#1 Fiqhul Hasad
Fiqhul Hasad. Pertemuan 1.
Kajian Fiqh Hasad ust. Aris Munandar @Masjid Pogung Raya, Pogung Dalangan, Sinduadi, Mlati, Sleman, Yogyakarta.
Pengertian Hasad
Hasad adalah suatu hal yang telah diketahui. Hasad /hasada-yahsidu/ dengki. Berangan-angan dan berharap agar berpindah pada dirinya nikmat/fadhilah yang dimiliki orang lain. Atau minimal, hilangnya dua hal tersebut dari orang lain. Meskipun tidak berpindah kepada dirinya. Maka hasad secara bahasa adalah berangan-angan agar nikmat dan kelebihan milik orang lain berpindah kepada dirinya.

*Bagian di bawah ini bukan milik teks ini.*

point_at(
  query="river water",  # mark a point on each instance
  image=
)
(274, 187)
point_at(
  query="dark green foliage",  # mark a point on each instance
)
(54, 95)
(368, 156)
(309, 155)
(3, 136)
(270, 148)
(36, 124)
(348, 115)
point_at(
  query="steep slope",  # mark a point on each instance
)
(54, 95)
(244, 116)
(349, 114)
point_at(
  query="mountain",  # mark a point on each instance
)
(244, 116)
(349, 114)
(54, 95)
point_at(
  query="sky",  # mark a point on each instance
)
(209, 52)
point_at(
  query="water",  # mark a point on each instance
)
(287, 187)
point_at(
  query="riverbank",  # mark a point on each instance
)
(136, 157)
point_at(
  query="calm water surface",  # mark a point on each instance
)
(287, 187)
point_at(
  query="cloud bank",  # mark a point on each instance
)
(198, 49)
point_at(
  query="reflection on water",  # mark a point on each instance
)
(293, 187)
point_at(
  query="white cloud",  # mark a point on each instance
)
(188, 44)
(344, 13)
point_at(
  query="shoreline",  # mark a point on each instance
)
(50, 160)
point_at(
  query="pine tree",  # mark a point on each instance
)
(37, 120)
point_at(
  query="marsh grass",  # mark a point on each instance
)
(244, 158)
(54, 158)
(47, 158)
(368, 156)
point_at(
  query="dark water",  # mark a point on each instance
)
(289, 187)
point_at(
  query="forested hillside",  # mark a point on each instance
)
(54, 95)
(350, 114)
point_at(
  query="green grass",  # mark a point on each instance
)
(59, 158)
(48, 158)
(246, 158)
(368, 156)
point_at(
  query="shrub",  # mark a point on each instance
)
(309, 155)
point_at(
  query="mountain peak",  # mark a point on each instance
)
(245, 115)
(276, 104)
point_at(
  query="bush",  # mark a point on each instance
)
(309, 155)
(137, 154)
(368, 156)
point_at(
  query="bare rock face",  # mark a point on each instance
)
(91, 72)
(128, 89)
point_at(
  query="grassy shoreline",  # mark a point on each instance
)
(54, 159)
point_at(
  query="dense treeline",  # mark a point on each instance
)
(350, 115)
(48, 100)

Hasad adalah suatu hal yang telah diketahui. Hasad /hasada-yahsidu/ dengki. Berangan-angan dan berharap agar berpindah pada dirinya nikmat/fadhilah yang dimiliki orang lain. Atau minimal, hilangnya dua hal tersebut dari orang lain. Meskipun tidak berpindah kepada dirinya. Maka hasad secara bahasa adalah berangan-angan agar nikmat dan kelebihan milik orang lain berpindah kepada dirinya.
Sebagaimana kata penyair, Anda
lihat orang yang berakal, mereka adalah orang yang menjadi sasaran hasad.
Padahal dia tidak melakukan kejahatan dengan mencaci maki orang lain. Namun
kehormatannya menjadi caci maki orang. Sedang al Jauhari mengatakan, Hasad
maknanya adalah ‘mengangankan hilangnya nikmat orang yang didengki untuk
berpindah kepada Anda’.
Al Hafiz ibnu Hajar al Asqolany
di Fathul Bari, ‘hasad adalah berangan-angan hilangnya nikmat dari orang
yang mendapat nikmat.’ Sebagian ulama mengkhususkan pekerjaan hasad
dalam pengertian, dia berangan-angan agar nikmat itu hilang dan berpindah pada
dirinya.’ namun kata Ibnu Hajar, ‘yang benar tidak khusus berpindah pada
dirinya yang penting hilang, meskipun tidak berpindah pada dirinya.’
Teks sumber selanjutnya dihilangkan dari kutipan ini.